新感染 ファイナル・エクスプレスのきぬきぬのレビュー・感想・評価

4.2
なんて凄い!素晴らしいゾンビ映画!凄い面白い!!
面白いけど面白いって表現を使いたくないくらいに、もう悲しくて、愛に泣けてしょうがなかった。

誕生日の娘の希望で、家を出た母親の元へ送り届ける為、ソウルから釜山行高速鉄道に乗車した父娘。不穏な町を後に走り出した列車の中でも感染が拡がる。現状はどう見ても暴動でないのだが、列車内TVの報道は暴動と伝え、状況も不明のまま、逃げ場無く釜山へ向かうしかない乗客たち。

ホラーだけど決死のサバイバルアクション味が強い。
ゾンビ映画に付き物のグロ描写は抑えられ、怖さをグロではなく、あくまで釜山行きの過程で垣間見せるパンデミックの恐怖として描写し、列車の乗客となった人々以外の感染の悲劇を敢えて見せない演出も不安と緊迫感を煽って良いし、列車や駅の構造を生かしてるのも良い。
とはいえ場面によっては、波のように押し寄せて来る感染者たちもほんと怖いけれど、仕方がないかもしれないがただ怯え保身に走る人間も怖い。

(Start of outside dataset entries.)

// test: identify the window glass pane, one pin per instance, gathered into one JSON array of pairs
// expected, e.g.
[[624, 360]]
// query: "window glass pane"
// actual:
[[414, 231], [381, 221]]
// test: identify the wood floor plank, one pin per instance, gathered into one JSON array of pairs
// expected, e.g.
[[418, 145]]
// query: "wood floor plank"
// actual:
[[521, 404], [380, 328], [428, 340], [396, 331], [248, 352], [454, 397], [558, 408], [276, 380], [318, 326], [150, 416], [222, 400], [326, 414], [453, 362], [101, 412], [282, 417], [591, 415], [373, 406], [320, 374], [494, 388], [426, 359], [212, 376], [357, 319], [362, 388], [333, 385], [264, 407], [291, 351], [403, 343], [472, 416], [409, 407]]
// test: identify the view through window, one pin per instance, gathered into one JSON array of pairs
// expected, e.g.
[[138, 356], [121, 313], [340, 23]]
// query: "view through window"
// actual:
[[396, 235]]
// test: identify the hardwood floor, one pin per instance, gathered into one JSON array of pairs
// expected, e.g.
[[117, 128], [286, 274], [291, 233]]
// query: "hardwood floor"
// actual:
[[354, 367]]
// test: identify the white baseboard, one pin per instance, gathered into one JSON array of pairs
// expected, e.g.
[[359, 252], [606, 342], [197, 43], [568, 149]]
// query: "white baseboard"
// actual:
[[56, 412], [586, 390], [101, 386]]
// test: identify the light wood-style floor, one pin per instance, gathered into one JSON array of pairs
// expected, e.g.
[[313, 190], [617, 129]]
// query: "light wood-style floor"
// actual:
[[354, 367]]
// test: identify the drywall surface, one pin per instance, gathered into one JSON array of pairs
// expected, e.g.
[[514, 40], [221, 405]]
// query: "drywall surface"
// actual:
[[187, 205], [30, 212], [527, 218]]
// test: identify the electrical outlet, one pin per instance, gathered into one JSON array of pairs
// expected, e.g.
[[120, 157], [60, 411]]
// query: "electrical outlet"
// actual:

それ故絶望的な状況下で心ある行動をする愛ある人たちが強く、なんて格好良いんだ。
一見強面のマ・ドンソクさんの漢気溢れる男は妊婦の奥さんを、妻に愛想を尽かされたらしい利己的だった父親は優しく純真な娘を必死に守り抜こうとする。野球部の友だちを失う高校生なんて悲しい過ぎる。スリリング過ぎる釜山行きまでに人々の、不安、恐怖、混乱、悲しみ、悔恨、愛など心のドラマもしっかりと描かれているのに、まるで無駄が無い!

去年、話題になってから、どうして原題の「釜山行」じゃないんだ!?という公開が決まった頃に邦題への苦情があったのを理解出来たわ。酷い邦題ではないと思うけど、確かにこれは、釜山(という希望)へ向かう物語なんだわ。